In the example show above, it looks like comparable #3 was more similar. Notice that the “Gross Adjustments” were only 4.3% but they were 21.4% for comparable #1. So, let’s say the appraiser decides that comparable #3 is a better indicator of value and places more weight on that value, the appraiser may conclude that the market value of your property is $242,500.

The Cost Approach

The cost approach looks at what it would cost to buy an identical parcel of land and construct an identical home – just like it is right now. The principle behind this approach is that a buyer would not purchase your home if he or she could build an identical home for less.

Cost Approach to Value info

This approach works well for newly constructed homes, but does not help much if the property is old, antiquated, or suffering from extensive deferred maintenance. This approach may or may not be included in your appraisal report.

In this example, the appraiser determined that the indicated value by the cost approach was $259,050. It is common to have the cost approach be slightly higher than the sales comparison approach, that is unless your home has been built within the last 5 years.

The Income Approach

The income approach is used only if the property is being rented or would be most likely rented by a new buyer. This approach is rarely used with single-family residences. Even if your property is currently being rented, if it is surrounded by owned homes then the appraiser will most likely not consider this approach a good indicator of value. It is common that the income approach value is substantially less than what is indicated in the sales comparison approach.
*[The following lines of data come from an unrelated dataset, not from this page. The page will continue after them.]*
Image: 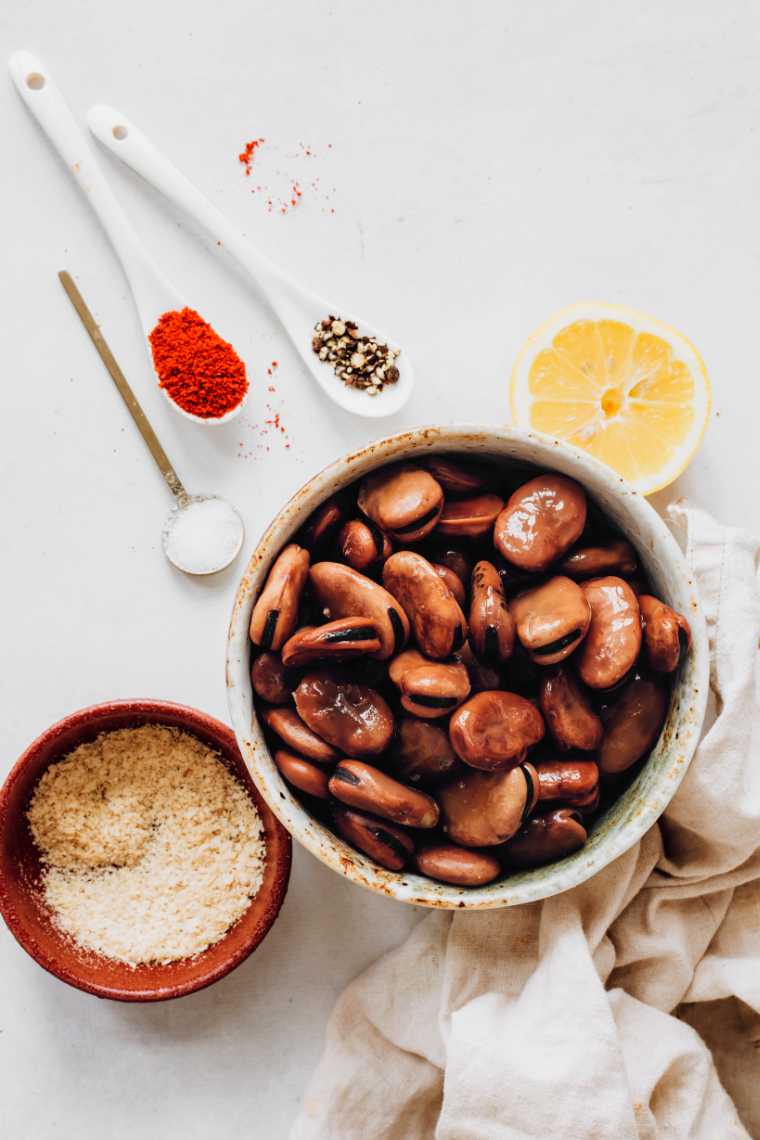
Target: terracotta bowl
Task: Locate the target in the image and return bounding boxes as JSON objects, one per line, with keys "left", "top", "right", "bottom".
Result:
{"left": 0, "top": 699, "right": 291, "bottom": 1001}
{"left": 226, "top": 425, "right": 709, "bottom": 909}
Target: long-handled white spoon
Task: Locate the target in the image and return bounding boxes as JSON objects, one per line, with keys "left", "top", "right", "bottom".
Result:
{"left": 59, "top": 271, "right": 244, "bottom": 575}
{"left": 87, "top": 104, "right": 414, "bottom": 419}
{"left": 9, "top": 51, "right": 245, "bottom": 427}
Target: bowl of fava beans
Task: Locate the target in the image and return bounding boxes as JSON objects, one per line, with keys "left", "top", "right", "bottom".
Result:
{"left": 226, "top": 426, "right": 708, "bottom": 908}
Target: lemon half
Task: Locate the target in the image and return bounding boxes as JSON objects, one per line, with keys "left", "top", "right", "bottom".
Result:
{"left": 510, "top": 303, "right": 711, "bottom": 494}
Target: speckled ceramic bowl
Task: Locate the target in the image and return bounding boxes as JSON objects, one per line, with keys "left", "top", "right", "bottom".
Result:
{"left": 226, "top": 426, "right": 708, "bottom": 908}
{"left": 0, "top": 700, "right": 291, "bottom": 1000}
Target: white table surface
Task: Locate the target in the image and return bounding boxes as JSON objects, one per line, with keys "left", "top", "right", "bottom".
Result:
{"left": 2, "top": 2, "right": 759, "bottom": 1136}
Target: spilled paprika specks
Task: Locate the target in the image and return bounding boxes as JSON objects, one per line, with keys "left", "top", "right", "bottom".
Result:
{"left": 148, "top": 308, "right": 248, "bottom": 419}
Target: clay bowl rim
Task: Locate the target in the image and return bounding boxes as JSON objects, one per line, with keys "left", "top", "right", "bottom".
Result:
{"left": 0, "top": 698, "right": 292, "bottom": 1002}
{"left": 226, "top": 424, "right": 709, "bottom": 909}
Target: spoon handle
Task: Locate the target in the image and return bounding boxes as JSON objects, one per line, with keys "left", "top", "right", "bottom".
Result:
{"left": 59, "top": 271, "right": 186, "bottom": 501}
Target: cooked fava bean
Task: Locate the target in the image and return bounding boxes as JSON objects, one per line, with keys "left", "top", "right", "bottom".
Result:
{"left": 503, "top": 808, "right": 587, "bottom": 867}
{"left": 330, "top": 760, "right": 439, "bottom": 828}
{"left": 358, "top": 464, "right": 444, "bottom": 542}
{"left": 422, "top": 455, "right": 490, "bottom": 495}
{"left": 250, "top": 544, "right": 310, "bottom": 651}
{"left": 539, "top": 667, "right": 603, "bottom": 751}
{"left": 387, "top": 718, "right": 459, "bottom": 786}
{"left": 262, "top": 706, "right": 340, "bottom": 763}
{"left": 449, "top": 691, "right": 544, "bottom": 771}
{"left": 511, "top": 576, "right": 591, "bottom": 665}
{"left": 433, "top": 563, "right": 466, "bottom": 607}
{"left": 535, "top": 758, "right": 599, "bottom": 806}
{"left": 415, "top": 844, "right": 501, "bottom": 886}
{"left": 251, "top": 652, "right": 292, "bottom": 705}
{"left": 299, "top": 495, "right": 346, "bottom": 550}
{"left": 469, "top": 561, "right": 515, "bottom": 662}
{"left": 333, "top": 806, "right": 415, "bottom": 871}
{"left": 294, "top": 671, "right": 394, "bottom": 757}
{"left": 399, "top": 662, "right": 471, "bottom": 719}
{"left": 494, "top": 474, "right": 587, "bottom": 572}
{"left": 383, "top": 550, "right": 468, "bottom": 659}
{"left": 455, "top": 641, "right": 503, "bottom": 693}
{"left": 281, "top": 617, "right": 382, "bottom": 667}
{"left": 639, "top": 595, "right": 692, "bottom": 674}
{"left": 388, "top": 648, "right": 427, "bottom": 686}
{"left": 561, "top": 539, "right": 638, "bottom": 580}
{"left": 577, "top": 576, "right": 642, "bottom": 690}
{"left": 435, "top": 493, "right": 504, "bottom": 540}
{"left": 599, "top": 674, "right": 668, "bottom": 774}
{"left": 274, "top": 750, "right": 331, "bottom": 799}
{"left": 338, "top": 519, "right": 392, "bottom": 572}
{"left": 439, "top": 762, "right": 538, "bottom": 846}
{"left": 310, "top": 562, "right": 410, "bottom": 660}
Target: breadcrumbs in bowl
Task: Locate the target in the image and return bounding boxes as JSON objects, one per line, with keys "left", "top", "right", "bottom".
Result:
{"left": 0, "top": 700, "right": 291, "bottom": 1002}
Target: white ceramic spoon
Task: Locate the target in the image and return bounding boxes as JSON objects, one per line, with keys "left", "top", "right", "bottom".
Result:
{"left": 8, "top": 51, "right": 245, "bottom": 427}
{"left": 87, "top": 104, "right": 414, "bottom": 419}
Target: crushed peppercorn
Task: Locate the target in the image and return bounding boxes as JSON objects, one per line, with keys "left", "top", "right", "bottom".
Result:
{"left": 311, "top": 316, "right": 400, "bottom": 395}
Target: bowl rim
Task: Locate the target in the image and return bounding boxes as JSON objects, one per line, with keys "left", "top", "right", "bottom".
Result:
{"left": 226, "top": 424, "right": 709, "bottom": 909}
{"left": 0, "top": 698, "right": 292, "bottom": 1001}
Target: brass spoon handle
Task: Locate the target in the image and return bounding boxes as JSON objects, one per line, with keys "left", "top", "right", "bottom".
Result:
{"left": 58, "top": 270, "right": 186, "bottom": 501}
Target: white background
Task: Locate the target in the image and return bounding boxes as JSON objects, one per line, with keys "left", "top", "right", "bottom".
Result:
{"left": 2, "top": 2, "right": 759, "bottom": 1137}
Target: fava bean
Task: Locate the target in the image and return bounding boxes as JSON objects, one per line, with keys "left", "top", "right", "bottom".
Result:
{"left": 329, "top": 760, "right": 439, "bottom": 828}
{"left": 433, "top": 563, "right": 466, "bottom": 607}
{"left": 449, "top": 690, "right": 544, "bottom": 771}
{"left": 422, "top": 455, "right": 490, "bottom": 495}
{"left": 534, "top": 758, "right": 599, "bottom": 807}
{"left": 415, "top": 844, "right": 501, "bottom": 886}
{"left": 503, "top": 808, "right": 587, "bottom": 867}
{"left": 274, "top": 749, "right": 331, "bottom": 799}
{"left": 639, "top": 595, "right": 691, "bottom": 674}
{"left": 282, "top": 617, "right": 382, "bottom": 667}
{"left": 599, "top": 673, "right": 668, "bottom": 774}
{"left": 469, "top": 561, "right": 515, "bottom": 662}
{"left": 250, "top": 544, "right": 310, "bottom": 651}
{"left": 262, "top": 706, "right": 340, "bottom": 763}
{"left": 511, "top": 576, "right": 591, "bottom": 664}
{"left": 539, "top": 666, "right": 603, "bottom": 751}
{"left": 338, "top": 519, "right": 392, "bottom": 572}
{"left": 577, "top": 576, "right": 642, "bottom": 689}
{"left": 299, "top": 495, "right": 346, "bottom": 550}
{"left": 387, "top": 718, "right": 459, "bottom": 786}
{"left": 294, "top": 671, "right": 394, "bottom": 757}
{"left": 383, "top": 550, "right": 468, "bottom": 659}
{"left": 251, "top": 652, "right": 292, "bottom": 705}
{"left": 310, "top": 562, "right": 410, "bottom": 660}
{"left": 494, "top": 474, "right": 587, "bottom": 572}
{"left": 333, "top": 806, "right": 415, "bottom": 871}
{"left": 435, "top": 493, "right": 504, "bottom": 540}
{"left": 358, "top": 464, "right": 444, "bottom": 542}
{"left": 439, "top": 762, "right": 538, "bottom": 846}
{"left": 561, "top": 539, "right": 638, "bottom": 580}
{"left": 399, "top": 661, "right": 471, "bottom": 718}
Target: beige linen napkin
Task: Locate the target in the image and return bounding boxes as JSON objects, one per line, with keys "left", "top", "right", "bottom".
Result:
{"left": 292, "top": 505, "right": 760, "bottom": 1140}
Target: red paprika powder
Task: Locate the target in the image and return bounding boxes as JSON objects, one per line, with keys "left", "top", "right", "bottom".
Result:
{"left": 149, "top": 308, "right": 248, "bottom": 419}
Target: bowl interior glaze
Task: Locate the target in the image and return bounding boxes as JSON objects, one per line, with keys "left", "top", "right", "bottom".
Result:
{"left": 0, "top": 700, "right": 291, "bottom": 1000}
{"left": 226, "top": 426, "right": 708, "bottom": 909}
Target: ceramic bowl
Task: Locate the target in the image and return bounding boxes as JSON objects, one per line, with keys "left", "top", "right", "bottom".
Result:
{"left": 226, "top": 426, "right": 708, "bottom": 909}
{"left": 0, "top": 699, "right": 291, "bottom": 1000}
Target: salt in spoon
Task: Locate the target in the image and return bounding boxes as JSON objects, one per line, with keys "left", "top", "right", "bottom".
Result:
{"left": 59, "top": 272, "right": 244, "bottom": 576}
{"left": 9, "top": 51, "right": 246, "bottom": 427}
{"left": 87, "top": 104, "right": 414, "bottom": 419}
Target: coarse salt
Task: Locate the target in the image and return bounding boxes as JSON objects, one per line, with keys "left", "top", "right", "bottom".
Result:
{"left": 163, "top": 496, "right": 244, "bottom": 575}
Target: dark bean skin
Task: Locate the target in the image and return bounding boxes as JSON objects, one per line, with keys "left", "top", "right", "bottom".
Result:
{"left": 599, "top": 674, "right": 668, "bottom": 774}
{"left": 399, "top": 661, "right": 471, "bottom": 719}
{"left": 503, "top": 808, "right": 587, "bottom": 867}
{"left": 274, "top": 750, "right": 331, "bottom": 799}
{"left": 577, "top": 576, "right": 642, "bottom": 690}
{"left": 422, "top": 456, "right": 490, "bottom": 495}
{"left": 262, "top": 707, "right": 340, "bottom": 763}
{"left": 329, "top": 760, "right": 440, "bottom": 828}
{"left": 469, "top": 560, "right": 515, "bottom": 662}
{"left": 251, "top": 652, "right": 292, "bottom": 705}
{"left": 439, "top": 762, "right": 538, "bottom": 847}
{"left": 250, "top": 544, "right": 311, "bottom": 651}
{"left": 333, "top": 806, "right": 415, "bottom": 871}
{"left": 539, "top": 667, "right": 604, "bottom": 751}
{"left": 387, "top": 718, "right": 459, "bottom": 786}
{"left": 281, "top": 617, "right": 382, "bottom": 667}
{"left": 294, "top": 672, "right": 395, "bottom": 757}
{"left": 511, "top": 576, "right": 591, "bottom": 665}
{"left": 415, "top": 844, "right": 501, "bottom": 886}
{"left": 561, "top": 539, "right": 638, "bottom": 580}
{"left": 358, "top": 464, "right": 444, "bottom": 542}
{"left": 433, "top": 563, "right": 466, "bottom": 607}
{"left": 435, "top": 493, "right": 505, "bottom": 540}
{"left": 299, "top": 496, "right": 346, "bottom": 551}
{"left": 535, "top": 758, "right": 599, "bottom": 806}
{"left": 383, "top": 550, "right": 468, "bottom": 659}
{"left": 338, "top": 519, "right": 392, "bottom": 572}
{"left": 639, "top": 595, "right": 692, "bottom": 674}
{"left": 310, "top": 562, "right": 410, "bottom": 660}
{"left": 449, "top": 691, "right": 544, "bottom": 771}
{"left": 494, "top": 474, "right": 587, "bottom": 572}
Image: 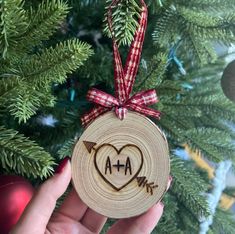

Income Approach to Value Data

The Real Estate Appraisal Range of Value

Right below the sales comparison approach, you will find the reconciliation section. This is where the appraiser will determine the property’s value and explain their reasons for their conclusions.

Real Estate Appraisal Range of Value reconciliation section

It is most likely that the appraiser will decide that the sales comparison approach is the strongest indicator of the property value. In the bold section at the bottom, the market/appraised value of the property was determined to be $242,500. But, in reality, the appraiser is supplying you with a range of value.

Where is the Appraisal Range of Value?

Even though the appraisal report must conclude with one value number, it is more accurate to say that the appraisal as created a range of value. Notice what the appraisal report has revealed.

Appraisal Range of Value Report

How Can I Use the Appraisal Range of Value?

The appraisal contains at least six different values. The combination of these values creates a range of value. Knowing this range can help you to make more informed decisions. For example, if you will be selling your house, the appraisal just told you that the list price should be close to $254,500 and the lowest accepted price should be $240,300. Anywhere in between and you have received the market value for your property. If the appraisal is being used to get a mortgage, the bank is going to use the appraised value ($242,500). If that number is too low for you to finance as much as you would like, the range of value shows you the appraiser’s “wiggle-room.”

In a perfect world the appraised value should come in the middle of the range with there being no more than a 5% difference plus or minus within the range. In this example, the appraised value is less than 1 percent from the low range of value. This could indicate that the appraiser may be justified in raising the value closer to the $244,000 mark. Though remember that comparable #3 was the best indicator of your property value, so the appraiser may decide the value must remain where it is.